Once your data is encapsulated within a Dataset
object, the next step is often to preprocess and augment it before it's fed into your neural network. In PyTorch, this is primarily handled by the torchvision.transforms
module, especially when working with image data. These transforms are similar in purpose to TensorFlow's tf.image
functions or Keras preprocessing layers (tf.keras.layers.Rescaling
, tf.keras.layers.RandomFlip
, etc.), but their integration into the data loading pipeline is distinct.
Transforms in PyTorch are essentially callable Python objects that take a data sample (like a PIL Image or a PyTorch tensor) and return a transformed version. They can be chained together to create a preprocessing pipeline.
The torchvision.transforms
module offers a rich set of pre-built transformations. Let's look at some of the most frequently used ones.
transforms.ToTensor()
: This is a fundamental transform when working with image data. It converts a PIL Image (Python Imaging Library) or a NumPy array (with shape H x W x C, height by width by channels) into a torch.FloatTensor
of shape C x H x W. Importantly, it also scales the pixel values from the range [0, 255] to [0.0, 1.0]. This is typically one of the first transforms applied to image data.

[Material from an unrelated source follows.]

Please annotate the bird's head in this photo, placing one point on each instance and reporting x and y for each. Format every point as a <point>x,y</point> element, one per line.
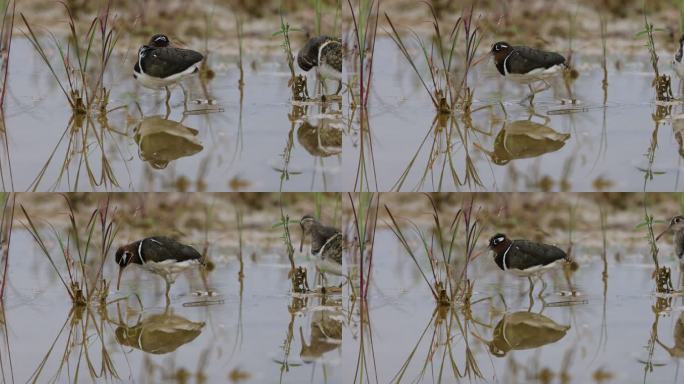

In TensorFlow, you might achieve a similar effect by using tf.image.convert_image_dtype
with tf.float32
which also scales to [0,1], or by manually casting and dividing.
transforms.Normalize(mean, std)
: This transform normalizes a tensor image with a given mean and standard deviation for each channel. The formula applied is output[channel] = (input[channel] - mean[channel]) / std[channel]
. Normalization helps the model train more effectively by ensuring that input features have a similar range of values. The mean
and std
are sequences (like lists or tuples) of values, one for each channel. For RGB images, you'd provide three values for mean and three for std.
# Common mean and std for ImageNet pretrained models
normalize = transforms.Normalize(mean=[0.485, 0.456, 0.406],
std=[0.229, 0.224, 0.225])
This is analogous to TensorFlow's tf.image.per_image_standardization
if you compute mean and variance per image, or more commonly, applying a tf.keras.layers.Normalization
layer with pre-calculated statistics or by using its adapt
method on a sample of your data.
transforms.Resize(size)
: Resizes the input image to the given size
. If size
is an integer, the smaller edge of the image will be matched to this number, maintaining the aspect ratio. If size
is a sequence like (h, w)
, it resizes the image to these exact dimensions.
transforms.CenterCrop(size)
: Crops the given image at the center. size
can be an integer (for a square crop) or a sequence (h, w)
. This is often used in validation or testing pipelines after an initial resize.
Data augmentation is a technique to artificially increase the diversity of your training dataset by applying random transformations. This helps in making the model more robust and reducing overfitting. These transforms are typically applied only to the training data.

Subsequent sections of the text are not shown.